The majority of these excess deaths happened in people 65 years old or older. This is consistent with population health studies that show those of that age or older or more likely to experience cardiovascular events. A significant number of deaths associated with the heart found the biggest spike, however, in young adults between the ages of 25 and 44. These included higher incidents of heart attacks, strokes and arrhythmias associated with COVID-19 with occurrences happening up to a year after the initial infection.
A 2022 Lancet study of 42 million U.S. medical records covering from January 2019 to March 2022Â ended up recruiting over 4 million participants who had been tested for COVID-19. The study published in eClinicalMedicine revealed a much higher risk of heart-related diseases occurring in the year after having tested positive for COVID-19. Higher incidents of stroke, heart attacks, arrhythmias, myocarditis, ischemic cardiomyopathy, heart failure, hypertension and pulmonary embolisms appeared in these medical records.
Dr. Helene Glassberg, a cardiologist at the University of Pennsylvania Perelman School of Medicine, is quoted in a New York Times, September 7, 2023, article, stating “Early on, we saw the impact on the cardiovascular system during Covid illness…But now we’re seeing the long-term consequences in people who’ve had prior Covid.” Dr. Glassberg was not a participant in the Lancet study but concurs with what the data shows. Although there have been rare incidents of myocarditis occurring from vaccinated patients, something that vaccine skeptics like to point out, the risk of getting myocarditis from the virus is 28 times greater.
A Children’s Hospital of Philadelphia (CHOP) led research study published in Science Translational Medicine in August 2023 points to COVID-19-induced mitochondrial genetic changes as the possible agent leading to heart and other organ damage from the virus. The mitochondrion is an organelle found in every human cell. It has separate DNA and genes from the cell’s nuclear DNA.

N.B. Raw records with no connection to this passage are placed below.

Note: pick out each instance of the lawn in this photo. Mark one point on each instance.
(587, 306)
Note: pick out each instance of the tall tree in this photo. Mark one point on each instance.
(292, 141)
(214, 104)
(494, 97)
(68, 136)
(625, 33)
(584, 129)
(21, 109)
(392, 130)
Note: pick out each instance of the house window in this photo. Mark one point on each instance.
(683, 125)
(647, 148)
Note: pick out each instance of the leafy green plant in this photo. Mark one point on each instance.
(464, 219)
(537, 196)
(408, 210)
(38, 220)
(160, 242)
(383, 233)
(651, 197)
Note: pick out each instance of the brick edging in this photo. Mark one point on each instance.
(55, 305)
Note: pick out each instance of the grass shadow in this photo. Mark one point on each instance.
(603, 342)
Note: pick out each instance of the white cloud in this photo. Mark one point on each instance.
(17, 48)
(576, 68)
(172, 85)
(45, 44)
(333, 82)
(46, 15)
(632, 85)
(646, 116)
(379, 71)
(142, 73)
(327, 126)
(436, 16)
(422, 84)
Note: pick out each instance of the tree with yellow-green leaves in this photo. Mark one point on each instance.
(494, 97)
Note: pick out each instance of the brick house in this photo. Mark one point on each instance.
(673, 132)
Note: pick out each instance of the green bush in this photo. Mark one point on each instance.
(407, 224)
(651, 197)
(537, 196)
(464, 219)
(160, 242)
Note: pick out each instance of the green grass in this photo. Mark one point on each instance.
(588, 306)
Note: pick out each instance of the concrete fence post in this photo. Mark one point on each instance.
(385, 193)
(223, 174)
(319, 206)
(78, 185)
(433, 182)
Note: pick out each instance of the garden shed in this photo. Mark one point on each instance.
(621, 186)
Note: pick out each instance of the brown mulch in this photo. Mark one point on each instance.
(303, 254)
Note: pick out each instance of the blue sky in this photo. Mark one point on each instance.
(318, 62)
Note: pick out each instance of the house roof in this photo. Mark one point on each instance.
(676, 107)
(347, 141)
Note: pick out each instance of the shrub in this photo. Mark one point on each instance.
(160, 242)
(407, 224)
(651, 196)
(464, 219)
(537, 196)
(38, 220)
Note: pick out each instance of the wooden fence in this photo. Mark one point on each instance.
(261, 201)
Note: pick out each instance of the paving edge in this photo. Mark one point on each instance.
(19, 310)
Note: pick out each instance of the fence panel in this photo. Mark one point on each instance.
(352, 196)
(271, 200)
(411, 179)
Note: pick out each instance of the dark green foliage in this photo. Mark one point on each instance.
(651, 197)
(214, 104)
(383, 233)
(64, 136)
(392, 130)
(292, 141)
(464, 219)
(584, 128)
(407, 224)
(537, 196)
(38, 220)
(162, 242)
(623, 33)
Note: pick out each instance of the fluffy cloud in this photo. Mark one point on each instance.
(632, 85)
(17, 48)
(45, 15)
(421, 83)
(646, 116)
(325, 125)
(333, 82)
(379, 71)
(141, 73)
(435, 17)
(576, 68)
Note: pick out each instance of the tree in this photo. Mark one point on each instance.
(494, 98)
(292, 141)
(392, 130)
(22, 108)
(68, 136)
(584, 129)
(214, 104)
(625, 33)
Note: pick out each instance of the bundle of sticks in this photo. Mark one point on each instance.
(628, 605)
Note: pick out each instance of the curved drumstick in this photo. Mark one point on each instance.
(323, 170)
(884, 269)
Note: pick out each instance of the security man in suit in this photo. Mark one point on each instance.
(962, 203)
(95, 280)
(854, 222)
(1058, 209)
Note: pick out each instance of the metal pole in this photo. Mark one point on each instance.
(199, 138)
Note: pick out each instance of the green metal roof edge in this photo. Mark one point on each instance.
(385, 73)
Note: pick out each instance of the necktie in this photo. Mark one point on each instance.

Evidence shows the proteins found in COVID-19 have a fondness for mitochondrion. They bind with the organelle’s proteins to suppress mitochondrial gene expression. So, although the initial access for COVID-19 may be through our lungs, the damage to its mitochondria is temporary. Lung cells recover. That is not the case, however, in other organs, particularly in the heart, where damage is long-term.
States Douglas C. Wallace, Director of the Center for Mitochondrial and Epigenomic Medicine (CMEM) at CHOP, “We need to stop looking at COVID-19 as strictly an upper respiratory disease and start viewing it as a systemic disorder that impacts multiple organs. The continued dysfunction we observed in organs other than the lungs suggests that mitochondrial dysfunction could be causing long-term damage to the internal organs of these patients.”
Previous studies may have identified a mitochondrial function regulator that could lead to a new therapy for those suffering from Long COVID. Called microRNA 2392 (miR-2392), it could impede viral replication to stop long-term complications from COVID-19.